Results Table : 1046928 rows.
Nodes Table :  50 rows.

I am joining these two tables with the following query and the execution of the query is very very slow.

select res.TIndex, res.PNumber, res.Sender, res.Receiver, 
sta.Nickname, rta.Nickname from ((Results res join 
Nodes sta) join Nodes rta) where ((res.sender_h=sta.name) and
(res.receiver_h=rta.name));

Please help me optimize this query.

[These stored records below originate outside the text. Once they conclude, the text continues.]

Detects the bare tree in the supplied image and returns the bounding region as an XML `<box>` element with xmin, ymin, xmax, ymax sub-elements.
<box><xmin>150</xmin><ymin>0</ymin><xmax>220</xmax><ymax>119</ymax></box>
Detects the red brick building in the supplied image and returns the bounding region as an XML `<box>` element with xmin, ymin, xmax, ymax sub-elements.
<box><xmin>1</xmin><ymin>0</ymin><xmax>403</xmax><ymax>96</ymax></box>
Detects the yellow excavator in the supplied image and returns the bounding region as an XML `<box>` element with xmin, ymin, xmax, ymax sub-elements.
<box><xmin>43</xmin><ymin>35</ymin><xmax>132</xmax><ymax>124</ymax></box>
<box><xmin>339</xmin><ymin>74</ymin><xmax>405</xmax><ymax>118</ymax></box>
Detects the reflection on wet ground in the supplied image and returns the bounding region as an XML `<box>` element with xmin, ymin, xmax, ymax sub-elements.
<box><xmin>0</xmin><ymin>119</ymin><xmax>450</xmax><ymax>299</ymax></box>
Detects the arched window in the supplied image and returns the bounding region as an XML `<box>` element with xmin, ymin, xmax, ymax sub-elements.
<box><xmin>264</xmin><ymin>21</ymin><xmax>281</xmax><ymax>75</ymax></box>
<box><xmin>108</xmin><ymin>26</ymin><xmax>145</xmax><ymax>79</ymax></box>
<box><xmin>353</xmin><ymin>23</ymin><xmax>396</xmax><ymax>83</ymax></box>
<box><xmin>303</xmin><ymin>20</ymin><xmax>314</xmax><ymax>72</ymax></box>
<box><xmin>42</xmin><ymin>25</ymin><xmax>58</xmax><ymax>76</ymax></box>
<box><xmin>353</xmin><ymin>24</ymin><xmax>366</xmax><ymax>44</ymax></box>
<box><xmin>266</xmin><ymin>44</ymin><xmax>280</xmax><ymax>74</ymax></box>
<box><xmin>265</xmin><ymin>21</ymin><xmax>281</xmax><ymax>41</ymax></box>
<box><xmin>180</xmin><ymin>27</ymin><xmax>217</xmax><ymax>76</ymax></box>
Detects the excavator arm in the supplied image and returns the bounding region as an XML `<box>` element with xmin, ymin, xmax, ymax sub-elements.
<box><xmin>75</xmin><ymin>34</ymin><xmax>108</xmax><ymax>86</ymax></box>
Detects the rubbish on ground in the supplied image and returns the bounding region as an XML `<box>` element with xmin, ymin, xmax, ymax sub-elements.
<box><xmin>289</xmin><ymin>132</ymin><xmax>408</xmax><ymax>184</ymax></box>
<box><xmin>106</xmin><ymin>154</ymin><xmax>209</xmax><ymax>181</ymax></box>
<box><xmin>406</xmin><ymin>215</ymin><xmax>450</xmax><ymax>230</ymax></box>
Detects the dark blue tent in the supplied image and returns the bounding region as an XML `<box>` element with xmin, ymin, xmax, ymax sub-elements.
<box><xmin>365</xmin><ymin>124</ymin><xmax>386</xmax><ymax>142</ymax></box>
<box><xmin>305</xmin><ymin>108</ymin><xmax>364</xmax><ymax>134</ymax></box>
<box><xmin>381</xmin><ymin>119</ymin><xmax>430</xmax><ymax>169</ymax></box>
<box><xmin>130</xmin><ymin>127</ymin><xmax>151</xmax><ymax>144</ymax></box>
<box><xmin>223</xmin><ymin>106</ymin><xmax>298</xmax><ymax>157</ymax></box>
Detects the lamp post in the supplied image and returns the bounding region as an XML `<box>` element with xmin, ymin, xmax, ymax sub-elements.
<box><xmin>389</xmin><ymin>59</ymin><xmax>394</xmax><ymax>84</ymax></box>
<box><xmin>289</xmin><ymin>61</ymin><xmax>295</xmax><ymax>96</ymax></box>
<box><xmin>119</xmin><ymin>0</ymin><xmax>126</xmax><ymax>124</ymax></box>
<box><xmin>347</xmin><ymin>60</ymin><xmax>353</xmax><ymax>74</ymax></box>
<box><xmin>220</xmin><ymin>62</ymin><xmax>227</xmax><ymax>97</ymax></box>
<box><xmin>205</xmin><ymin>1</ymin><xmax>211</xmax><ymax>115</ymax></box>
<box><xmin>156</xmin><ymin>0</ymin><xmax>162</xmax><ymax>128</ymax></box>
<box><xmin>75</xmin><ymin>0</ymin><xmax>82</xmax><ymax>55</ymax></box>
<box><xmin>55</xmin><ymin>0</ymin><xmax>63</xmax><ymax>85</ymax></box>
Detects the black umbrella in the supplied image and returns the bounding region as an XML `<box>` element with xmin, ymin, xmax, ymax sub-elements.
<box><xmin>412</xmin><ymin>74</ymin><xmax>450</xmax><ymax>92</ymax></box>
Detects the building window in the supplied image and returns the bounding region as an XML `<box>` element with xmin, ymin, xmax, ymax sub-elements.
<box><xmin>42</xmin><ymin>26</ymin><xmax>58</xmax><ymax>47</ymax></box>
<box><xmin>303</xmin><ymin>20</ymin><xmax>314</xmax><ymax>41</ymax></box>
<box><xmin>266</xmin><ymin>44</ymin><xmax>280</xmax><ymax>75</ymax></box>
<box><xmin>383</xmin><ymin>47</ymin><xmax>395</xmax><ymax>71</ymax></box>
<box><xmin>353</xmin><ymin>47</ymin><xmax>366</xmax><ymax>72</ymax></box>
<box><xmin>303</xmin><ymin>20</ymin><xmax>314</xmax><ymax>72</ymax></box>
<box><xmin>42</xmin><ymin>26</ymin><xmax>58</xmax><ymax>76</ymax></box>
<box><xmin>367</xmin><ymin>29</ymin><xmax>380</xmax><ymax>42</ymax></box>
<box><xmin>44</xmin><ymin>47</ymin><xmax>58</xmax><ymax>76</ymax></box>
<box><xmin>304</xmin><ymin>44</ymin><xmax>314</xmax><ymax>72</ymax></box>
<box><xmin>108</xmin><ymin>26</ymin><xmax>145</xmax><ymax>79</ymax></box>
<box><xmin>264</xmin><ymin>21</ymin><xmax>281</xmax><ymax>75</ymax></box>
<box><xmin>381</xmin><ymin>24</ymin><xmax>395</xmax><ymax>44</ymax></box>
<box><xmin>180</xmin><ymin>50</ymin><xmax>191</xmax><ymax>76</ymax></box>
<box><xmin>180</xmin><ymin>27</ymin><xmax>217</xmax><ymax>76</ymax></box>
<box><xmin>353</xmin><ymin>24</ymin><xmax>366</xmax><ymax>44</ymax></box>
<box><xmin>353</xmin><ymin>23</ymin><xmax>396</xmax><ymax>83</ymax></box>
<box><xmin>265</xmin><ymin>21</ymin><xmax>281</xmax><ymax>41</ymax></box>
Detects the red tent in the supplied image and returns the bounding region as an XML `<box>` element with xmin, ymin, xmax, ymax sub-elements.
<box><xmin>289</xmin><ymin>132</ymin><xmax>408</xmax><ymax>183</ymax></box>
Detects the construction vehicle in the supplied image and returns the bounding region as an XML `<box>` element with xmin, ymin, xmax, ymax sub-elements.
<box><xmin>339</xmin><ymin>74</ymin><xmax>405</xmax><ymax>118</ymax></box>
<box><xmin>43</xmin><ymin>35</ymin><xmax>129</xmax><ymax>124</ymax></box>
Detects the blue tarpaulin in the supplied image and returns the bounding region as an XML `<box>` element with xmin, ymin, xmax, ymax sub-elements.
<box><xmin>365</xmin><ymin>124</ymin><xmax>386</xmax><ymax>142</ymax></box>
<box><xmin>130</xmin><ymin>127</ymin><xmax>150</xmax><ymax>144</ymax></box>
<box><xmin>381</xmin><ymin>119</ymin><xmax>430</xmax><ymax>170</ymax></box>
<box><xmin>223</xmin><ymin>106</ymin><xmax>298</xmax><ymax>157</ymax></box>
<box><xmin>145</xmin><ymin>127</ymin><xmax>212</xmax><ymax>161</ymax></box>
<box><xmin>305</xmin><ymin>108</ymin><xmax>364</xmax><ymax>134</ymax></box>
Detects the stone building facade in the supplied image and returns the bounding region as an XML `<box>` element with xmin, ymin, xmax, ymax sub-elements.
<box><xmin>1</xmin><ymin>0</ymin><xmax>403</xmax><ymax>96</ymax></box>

Right now if I want to pull just top 5 rows, It takes about 5-6 MINUTES. Thank you.

CREATE TABLE `nodes1` (
  `NodeID` int(11) NOT NULL,
  `Name` varchar(254) NOT NULL,
  `Nickname` varchar(254) NOT NULL,
  PRIMARY KEY (`NodeID`)
) ENGINE=InnoDB DEFAULT CHARSET=latin1

CREATE TABLE `Results1` (
  `TIndex` int(11) NOT NULL,
  `PNumber` int(11) NOT NULL,
  `Sender` varchar(254) NOT NULL,
  `Receiver` varchar(254) NOT NULL,
  `PTime` datetime NOT NULL,
  PRIMARY KEY (`TIndex`,`PNumber`),
  KEY `PERIOD_TIME_IDX` (`PTime`)
) ENGINE=InnoDB DEFAULT CHARSET=latin1
5
  • post the SHOW CREATE TABLE output for the 2 tables Commented May 6, 2011 at 0:47
  • do you just mean the misspelling or is there something bigger im missing? i dont see anything logically wrong, just the tra vs rta Commented May 6, 2011 at 0:54
  • @jon_darkstar: That. I haven't looked closer. Commented May 6, 2011 at 0:55
  • My tables are really big. So, I just cutdown some columns and posted the smaller version. if you think real tables makes sence, I can post them as well. Thank you. Commented May 6, 2011 at 0:58
  • @M99: Please verify that the issue still exists with your stripped-down testcase. It's good that you made one, but you should ensure that you made it properly. :) Commented May 6, 2011 at 1:01

2 Answers 2

4
SELECT  res.TIndex ,
        res.PNumber ,
        res.Sender ,
        res.Receiver ,
        sta.Nickname ,
        rta.Nickname
FROM    Results AS res
        INNER JOIN Nodes AS sta ON res.sender_h = sta.name
        INNER JOIN Nodes AS rta ON res.receiver_h = rta.NAME
  1. Create an index on Results (sender_h)
  2. Create an index on Results (receiver_h)
  3. Create an index on Nodes (name)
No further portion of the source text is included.